In an isosceles $\vartriangle ABC$, if $AC = BC$ and $A{B^2} = 2A{C^2}$, then $\angle C$ is equal to
A)${45^ \circ }$
B)${60^ \circ }$
C)${30^ \circ }$
D)${90^ \circ }$

Answer 1

Hint: Check the nature of triangle and you are given $AC = BC$ and $A{B^2} = 2A{C^2}$, then you can check whether the triangle is right angled triangle by checking Pythagoras theorem. You can apply this theorem and get your answer.
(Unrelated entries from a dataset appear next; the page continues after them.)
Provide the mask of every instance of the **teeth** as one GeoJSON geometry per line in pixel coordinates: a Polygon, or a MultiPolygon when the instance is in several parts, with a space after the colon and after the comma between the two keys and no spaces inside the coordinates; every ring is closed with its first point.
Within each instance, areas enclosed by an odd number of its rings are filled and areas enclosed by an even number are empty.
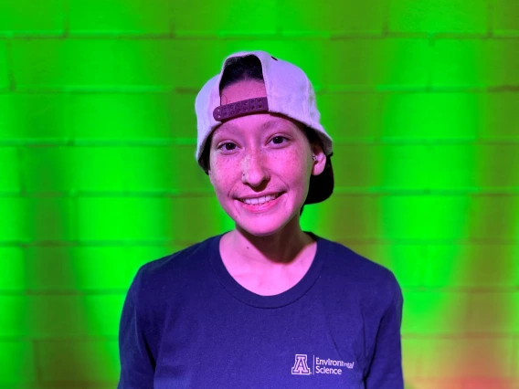
{"type": "Polygon", "coordinates": [[[242,201],[245,204],[249,204],[249,205],[260,205],[262,204],[267,203],[268,201],[274,200],[276,197],[277,197],[276,194],[267,194],[261,197],[245,198],[242,201]]]}

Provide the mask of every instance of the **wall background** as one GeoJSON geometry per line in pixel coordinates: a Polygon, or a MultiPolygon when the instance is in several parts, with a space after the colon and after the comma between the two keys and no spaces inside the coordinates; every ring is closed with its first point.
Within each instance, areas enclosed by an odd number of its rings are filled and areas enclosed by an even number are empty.
{"type": "Polygon", "coordinates": [[[0,387],[105,389],[143,263],[230,229],[195,159],[226,55],[312,79],[307,229],[390,268],[407,387],[519,387],[519,3],[0,1],[0,387]]]}

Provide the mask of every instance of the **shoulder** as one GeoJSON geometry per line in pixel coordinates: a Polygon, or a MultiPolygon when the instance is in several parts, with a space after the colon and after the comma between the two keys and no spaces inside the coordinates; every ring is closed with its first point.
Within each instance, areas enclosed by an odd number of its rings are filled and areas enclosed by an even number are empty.
{"type": "Polygon", "coordinates": [[[196,243],[167,257],[143,265],[133,279],[141,292],[162,293],[171,288],[182,289],[199,277],[200,269],[214,249],[219,236],[196,243]]]}

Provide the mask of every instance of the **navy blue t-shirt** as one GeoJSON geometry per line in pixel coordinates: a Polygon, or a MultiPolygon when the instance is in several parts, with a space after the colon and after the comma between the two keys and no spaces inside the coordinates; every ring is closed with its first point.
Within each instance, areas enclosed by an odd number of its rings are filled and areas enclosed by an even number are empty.
{"type": "Polygon", "coordinates": [[[221,236],[143,266],[121,319],[119,389],[402,389],[397,279],[313,237],[307,273],[275,296],[231,277],[221,236]]]}

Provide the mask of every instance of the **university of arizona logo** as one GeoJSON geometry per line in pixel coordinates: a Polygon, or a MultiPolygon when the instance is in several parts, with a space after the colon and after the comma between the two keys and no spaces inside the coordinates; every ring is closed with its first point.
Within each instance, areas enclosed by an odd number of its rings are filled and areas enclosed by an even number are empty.
{"type": "Polygon", "coordinates": [[[295,354],[295,363],[291,368],[291,373],[297,375],[310,375],[308,368],[308,356],[306,354],[295,354]]]}

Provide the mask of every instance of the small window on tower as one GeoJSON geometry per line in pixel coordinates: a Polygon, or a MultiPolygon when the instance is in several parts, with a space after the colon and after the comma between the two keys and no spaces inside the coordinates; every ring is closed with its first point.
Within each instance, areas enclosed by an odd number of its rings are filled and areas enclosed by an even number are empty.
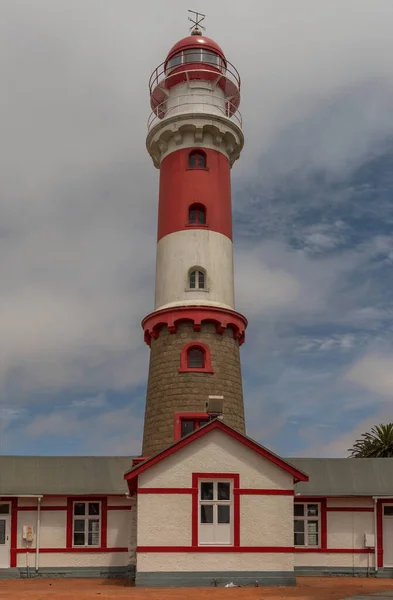
{"type": "Polygon", "coordinates": [[[180,354],[179,373],[214,373],[209,347],[202,342],[190,342],[180,354]]]}
{"type": "Polygon", "coordinates": [[[188,166],[190,169],[205,169],[206,154],[202,150],[193,150],[188,157],[188,166]]]}
{"type": "Polygon", "coordinates": [[[189,225],[206,225],[206,208],[203,204],[191,204],[188,209],[189,225]]]}
{"type": "Polygon", "coordinates": [[[187,368],[203,369],[205,366],[205,351],[200,346],[191,346],[187,350],[187,368]]]}
{"type": "Polygon", "coordinates": [[[206,275],[201,268],[192,269],[188,275],[188,287],[190,290],[205,290],[206,275]]]}

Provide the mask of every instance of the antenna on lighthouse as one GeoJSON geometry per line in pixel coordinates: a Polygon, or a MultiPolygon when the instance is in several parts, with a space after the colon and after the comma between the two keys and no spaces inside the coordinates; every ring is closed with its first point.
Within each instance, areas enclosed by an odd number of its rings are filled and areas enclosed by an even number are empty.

Complete step-by-step answer:
First of all, draw the sketch of $\vartriangle ABC$ and note down the condition given in the question.

     

According to question, it is saying that sides $AC = BC$ (1)
And $A{B^2} = 2A{C^2}$ (2)
Now drop a perpendicular from C to AB that meets AB at D.

     

Hence, we draw perpendicular from C to AB and hence,
$\angle CDA = \angle CDB = {90^ \circ }$
Now you can check and compare the two triangles ,i.e., $\vartriangle ADC$ and $\vartriangle BDC$
We can check the congruence of both the triangles. So,
In $\vartriangle ADC$ and $\vartriangle BDC$
$AC = BC$ (As it is given in the question)
$\angle ADC = \angle BDC$ (Both are equal to ${90^ \circ }$as we drop the perpendicular from C to AB)
$CD = CD$ (Both are common for both the triangle)
Hence, both triangles are congruent by RHS congruence property.
$\vartriangle ADC \cong \vartriangle BDC$ (By RHS property)
Now from CPCT, (corresponding part of congruent triangle)
$AD = BD$ (3)
$\angle ACD = \angle BCD$ (4)
And $\angle CAD = \angle CBD$
(As we know, corresponding parts are equal for congruent triangle.)
Hence, we got $AD = BD$.
Hence, D is the mid point of AB.
So, we can write $AD = \dfrac{{AB}}{2}$ (5)
(As D bisects AB , so it is half of AB.)
Now lets see the $\vartriangle ADC$

     

As we know, $\angle D = {90^ \circ }$hence it is right angled triangle , hence can use trigonometric properties, i.e., $\sin \theta = \dfrac{{Perpendicular}}{{{\text{Hypotenuse}}}}$
$\sin \angle ACD = \dfrac{{AD}}{{AC}}$
But we already proved that $AD = \dfrac{{AB}}{2}$
So,
$\sin \angle ACD = \dfrac{{AB}}{{2AC}}$ (6)
Now, in question, you are given condition
$A{B^2} = 2A{C^2}$
Taking square root on both side,
$AB = \sqrt 2 AC$
Now putting $AB = \sqrt 2 AC$ in equation (6)
$
  \sin \angle ACD = \dfrac{{\sqrt 2 AC}}{{2AC}} \\
   = \dfrac{{\sqrt 2 }}{2} = \dfrac{1}{{\sqrt 2 }} \\
 $
And this is known that $\sin {45^ \circ } = \dfrac{1}{{\sqrt 2 }}$
Hence, you will get $\angle ACD = {45^ \circ }$
Now we have proved in equation (4)
$\angle ACD = \angle BCD = {45^ \circ }$
So,
$
  \angle C = \angle ACD + \angle BCD \\
   = {45^ \circ } + {45^ \circ } \\
   = {90^ \circ } \\
 $

So, the correct answer is “Option D”.

Note: You may use an alternative method to find angle to save your time. You know $AC = BC$ and $A{B^2} = 2A{C^2}$, we know the formula
$\cos C = \dfrac{{A{C^2} + B{C^2} - A{B^2}}}{{2\left( {AC} \right)\left( {BC} \right)}}$


     

Now take
$
  AC = BC = a \\
  A{B^2} = 2{\left( {AC} \right)^2} = 2{a^2} \\
  AB = \sqrt 2 a \\
    \\
 $
$
  \cos C = \dfrac{{{a^2} + {a^2} - 2{a^2}}}{{2a \times a}} \\
  \cos C = \dfrac{{2{a^2} - 2{a^2}}}{{2{a^2}}} \\
  \cos C = 0 \\
  C = {90^ \circ } \\
 $